- Heather Broeder.
Name: Heather Broeder
Company: Wood Group Mustang
Current title: Global Engineering – Initiatives Manager
Favorite quote: God created the world out of nothing; so as long as we are nothing, he can make something out of us. (Martin Luther)
What is the most important thing you have learned that has been critical to your career success?
It is more important to be right with others, than to be right. I work in a technical organization with extremely smart people. Unfortunately, many meetings result in frustration because too many people are determined to be right. There are multiple “right answers”; what’s best? How can we collaborate? If we demand to be right, we can harm a relationship or slow down the process of building trust. Be willing to lay aside your “rightness” for the sake of developing a relationship. Note – do not compromise safety or ethics – these areas are exceptions!
“There is little reward in a completed to-do list or plan if you didn’t influence people along the way, leaving a positive mark and giving others a chance to grow.”

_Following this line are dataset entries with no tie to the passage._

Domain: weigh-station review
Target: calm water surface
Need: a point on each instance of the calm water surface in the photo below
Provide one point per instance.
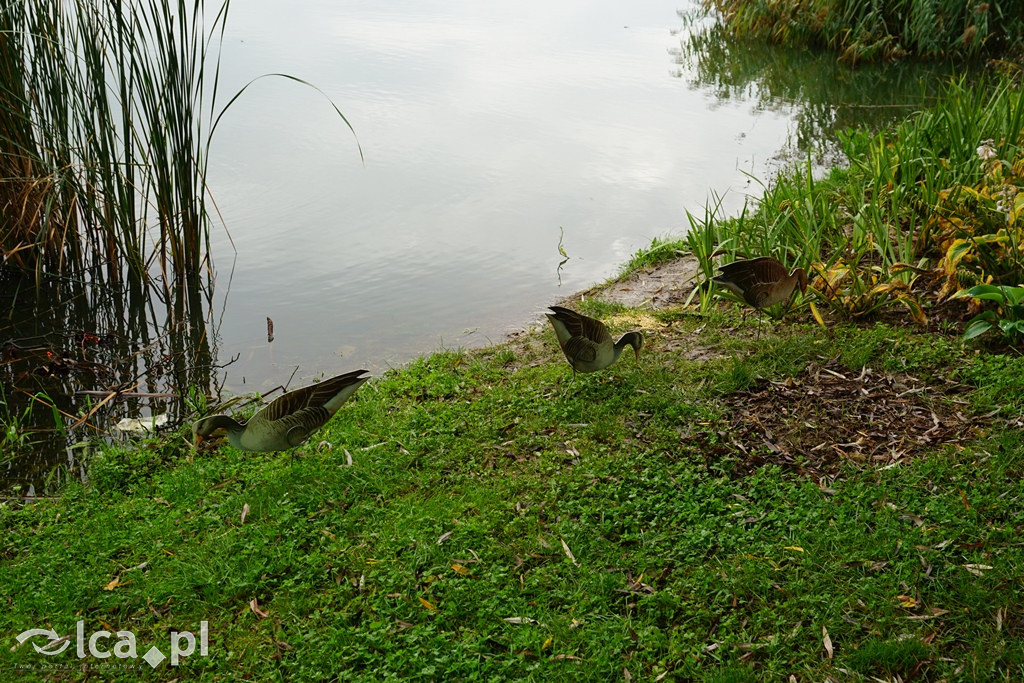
(487, 130)
(489, 133)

What is your leadership style?
Servant leadership is essential for finding satisfaction and fulfillment in your career. Servant leadership is leading by serving; it means putting the success of the team ahead of personal success and using your gifts to support and empower others in their endeavors.
Looking back over my 16 years with Wood Group Mustang, I have had many good examples of servant leadership to emulate. I would not have been given the opportunities and challenging assignments if I hadn’t embraced this leadership philosophy. It’s very easy to create a to-do list or a plan and then maniacally try to race through each task ; however, there is little reward in a completed to-do list or plan if you didn’t influence people along the way, leaving a positive mark and giving others a chance to grow.
What tools or resources have you used that have been crucial to your success?
I do enjoy (and rely on) reading leadership books by authors like John C. Maxwell, Kouzes and Posner, etc.
Also, I consider my informal mentors at work a strong resource for growth and development. These are people who will constructively point out better ways to communicate or collaborate and also supply enthusiasm and encouragement in the midst of challenges.
“Volunteer for everything that interests you.”
Volunteer for everything that interests you. If you have passion around a topic, step up, raise your hand, and get involved.
You can demonstrate so many essential skills (organization, communication, negotiation, planning, writing, etc.) by way of this type of extracurricular involvement. Don’t wait for someone to ask you to do something; start meeting needs that you see in your organization. Should someone organize a new hire orientation? Is there a need for a mentoring program? Are you bothered that there’s no recycling program in place? Take the initiative; communicate; involve others; give credit; accept responsibility; celebrate success.